第10話 ゲート
そして、深夜になった。
ユウキは、洗濯済である自分の男物の服に着替えた状態で、エルフの森の中に現れたゲートの前に立っている。
「それじゃ、先に帰るから……」
見送りにはクリスと、護衛の近衛兵と、キャスバルが来ていた。
クリスの母親は寝込んでしまい、父親が看病している。
「うん、ボクも準備が出来たら後から行くよ」
クリスは微笑んでユウキに答えた。
「ユウキ、これを持って行ってくれ」
ユウキはキャスバルに白い鞘に収められた剣を渡される。
クラウディアだった。
「いいんですか? 封印されていたみたいですが……?」
あの時は必死だったから勝手に持ち出してしまったが、今から思うと封印を解いて何か問題でも起きたら大変だ。

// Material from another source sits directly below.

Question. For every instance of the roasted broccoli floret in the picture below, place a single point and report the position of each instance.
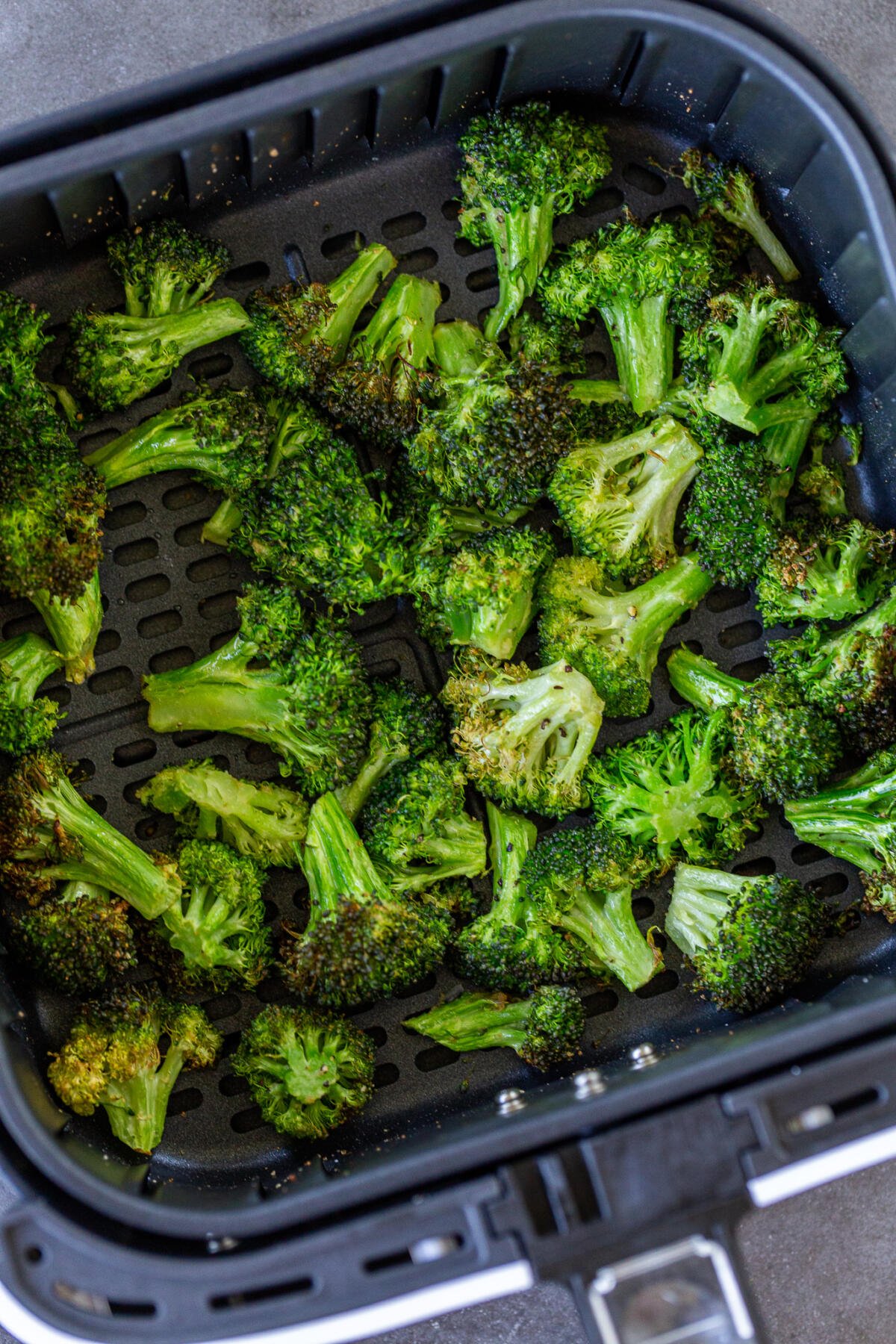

「かまわん。……というか、お喋りだから封印して、こちらの国で引き取って貰っていた我が国の名ばかりの宝剣だ。ある事ない事を未来の嫁に吹き込まれては堪らん。君の自宅で預かって厳重に管理してくれ……。何かの役に立つかも知れんしな」
そう言うと、キャスバルは微笑んだ。
『なーによう! 私、知っているんだからね? あんたってば……もごもご……』
キャスバルは慌てて剣の柄を魔力を込めた手で握った。
クラウディアが大人しくなったのを確認して手を離すと、キャスバルは苦笑いする。
「それでは、またな?」
「ええ、また御会いできるといいですね」
ユウキはキャスバルに別れの挨拶で握手を交わしながら答えると、クリスにも手を振りながら、ゆっくりとゲートの中へ入って行った。